Remove stripped screw — how to
Whether it’s a flat head or Philips, we’ve all run across a screw head that’s stripped and almost impossible to remove. But there are a few tricks to remove stripped screws that actually work. I’ll cover them in this post. If you’re dealing with a stripped bolt or stripped nut, see this post.
Tip #1 Kitchen cleanser to remove stripped Philips screw
If you search for ways to remove a stripped screw, the first tip you’ll see is to jam a rubber band into the stripped screw head and then push your screwdriver into the rubber band. You can try it, but don’t hold your breath, it really doesn’t work very well. Instead, grab a can of powdered sink cleanser, pour a small amount into the spoon and add a couple of drops of water to form a paste.
Push the paste into the stripped screw head and then try your screwdriver again. The gritty particles provide far more grip than a rubber band.
Tip #2 Rust penetrant and a hammer to remove a stripped screw
If Tip #1 failed, it’s time to up your game. Soak the screw head with a high-quality rust penetrant. Let it soak for at least 15 minutes. After soaking, insert your screwdriver into the head and tap the screwdriver end with a hammer. This sets up vibrations that allow the rust penetrant to break up any rust and it also helps the penetrant seep under the screw head and down into the screw threads. If light tapping doesn’t work, give the screwdriver a good smack with the hammer to really shock the screw. Then try loosing.

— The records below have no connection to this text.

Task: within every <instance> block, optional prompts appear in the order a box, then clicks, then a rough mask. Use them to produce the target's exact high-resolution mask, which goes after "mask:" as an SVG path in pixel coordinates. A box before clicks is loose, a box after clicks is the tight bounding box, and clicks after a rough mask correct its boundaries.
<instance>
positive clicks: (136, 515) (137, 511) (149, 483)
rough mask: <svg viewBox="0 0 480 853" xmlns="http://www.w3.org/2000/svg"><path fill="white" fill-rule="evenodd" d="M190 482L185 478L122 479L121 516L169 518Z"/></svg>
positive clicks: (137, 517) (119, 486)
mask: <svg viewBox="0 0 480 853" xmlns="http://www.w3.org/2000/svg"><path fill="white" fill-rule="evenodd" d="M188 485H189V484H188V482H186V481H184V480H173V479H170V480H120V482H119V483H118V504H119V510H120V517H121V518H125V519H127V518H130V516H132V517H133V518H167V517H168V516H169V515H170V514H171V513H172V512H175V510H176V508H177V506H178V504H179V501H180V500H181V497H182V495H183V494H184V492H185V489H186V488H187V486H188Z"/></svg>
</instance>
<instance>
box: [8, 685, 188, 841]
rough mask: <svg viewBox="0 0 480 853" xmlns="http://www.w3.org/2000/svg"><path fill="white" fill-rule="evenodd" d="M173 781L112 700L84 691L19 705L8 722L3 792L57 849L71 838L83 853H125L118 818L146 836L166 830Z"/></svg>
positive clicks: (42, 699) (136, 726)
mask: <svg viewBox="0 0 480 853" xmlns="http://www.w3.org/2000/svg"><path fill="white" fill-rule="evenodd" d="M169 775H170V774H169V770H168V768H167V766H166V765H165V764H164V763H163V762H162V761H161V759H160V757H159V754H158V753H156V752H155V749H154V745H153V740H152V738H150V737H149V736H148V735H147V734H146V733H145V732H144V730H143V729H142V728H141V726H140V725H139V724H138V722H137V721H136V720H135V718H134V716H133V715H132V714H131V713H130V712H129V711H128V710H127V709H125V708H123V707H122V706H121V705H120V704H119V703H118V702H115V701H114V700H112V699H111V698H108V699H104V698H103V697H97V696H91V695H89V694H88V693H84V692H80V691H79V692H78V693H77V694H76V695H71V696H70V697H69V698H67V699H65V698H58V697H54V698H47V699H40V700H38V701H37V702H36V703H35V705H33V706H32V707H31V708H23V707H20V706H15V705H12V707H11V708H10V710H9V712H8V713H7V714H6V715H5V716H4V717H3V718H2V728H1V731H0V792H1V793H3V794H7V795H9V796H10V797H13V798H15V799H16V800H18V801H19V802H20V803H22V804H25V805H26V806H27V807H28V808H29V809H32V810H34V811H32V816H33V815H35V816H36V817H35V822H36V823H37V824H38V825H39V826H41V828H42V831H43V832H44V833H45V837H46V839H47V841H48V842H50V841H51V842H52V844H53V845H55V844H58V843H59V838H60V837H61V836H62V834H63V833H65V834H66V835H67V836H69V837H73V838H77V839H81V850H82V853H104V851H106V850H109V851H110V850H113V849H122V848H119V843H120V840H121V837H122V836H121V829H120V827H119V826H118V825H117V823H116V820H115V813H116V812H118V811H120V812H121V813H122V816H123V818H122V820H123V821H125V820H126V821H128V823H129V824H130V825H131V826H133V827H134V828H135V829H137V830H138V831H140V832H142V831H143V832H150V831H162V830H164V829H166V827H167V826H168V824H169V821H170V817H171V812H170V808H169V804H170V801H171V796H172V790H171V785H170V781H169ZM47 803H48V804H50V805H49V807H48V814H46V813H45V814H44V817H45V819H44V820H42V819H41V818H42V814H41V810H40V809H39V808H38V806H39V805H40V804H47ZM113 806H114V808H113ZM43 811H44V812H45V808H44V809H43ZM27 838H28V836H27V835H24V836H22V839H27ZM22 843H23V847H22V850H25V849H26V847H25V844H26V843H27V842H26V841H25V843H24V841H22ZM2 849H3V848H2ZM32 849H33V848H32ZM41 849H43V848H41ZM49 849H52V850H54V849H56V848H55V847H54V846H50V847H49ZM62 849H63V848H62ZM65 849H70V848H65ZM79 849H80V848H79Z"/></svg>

Tip #3 purchase a reverse thread screw extractor kit
A damaged screw head extractor kit comes with an assortment of combination bits. One end of the bit contains a reverse thread drill to drill deep into
the screw head. Many times the counter-clockwise force from the drilling can actually loosen the screw head so you don’t have to use the extractor end of the bit. However, if that doesn’t work, flip the bit around and use the reverse thread extractor. Using your drill, start slowly and engage the reverse threads into the newly drilled hole. The reverse threads will dig into the hole and begin loosening the screw. The most common mistake DIYers make is to run the drill too fast. That will just strip out the hole faster. Go SLOWLY
Tip #4 Cut a slot into the stripped screw head
Yup, forget about trying to remove the screw using your Philips screwdriver. Break out a metal hacksaw blade or a rotary tool with a cutting wheel and just cut a straight slot deep into the screw head. Then use a flat blade screwdriver to unscrew the screw. If you can’t come up with enough torque to turn the screw, see the next tip
Tip #5 Slap a wrench on the screwdriver bolster
If you own a set of screwdrivers with hex bolsters, now is the time to use that feature. The bolster is used with a combination wrench to give you extra leverage to generate more torque. This image shows the user sliding the open end of a combination wrench onto the hex flats of the screwdriver. You can do that, but there’s a better way. Instead of using the open end of the wrench, slide the box end over the hex flats. The box end won’t slip off the screwdriver as easily as the open end.
Position the screwdriver in the screw head and locate the wrench on the flats so you’ll have maximum leverage to turn. Then lean into the screwdriver to prevent it from slipping and turn the wrench.
Remove a stripped hex head screw
Many of the tips listed above also work with stripped hex head screws; cleanser, rust penetrant, and a hammer, reverse thread extractor, and cut a slot.
But there’s another trick. If you have a set of Torx or star bit, simply find a bit that’s slightly larger than the stripped hex head and pound it straight into the stripped hex head screw. The sharp edges of the Torx bits will cut new channels into the screw head.
Use a pliers
If you’re trying to remove a pan head screw and none of these techniques work, try grabbing the edge of the screw with a locking plier. That works sometimes but can also damage the surrounding area.
Finally, drill out the stripped screw head
If all else fails, choose a drill bit the same diameter as the screw head and drill straight into the head until all that’s left is the shank of the screw. Remove the attached components so only the shank is exposed. Then soak the shank with rust penetrant and grab the shank with a locking pliers to remove.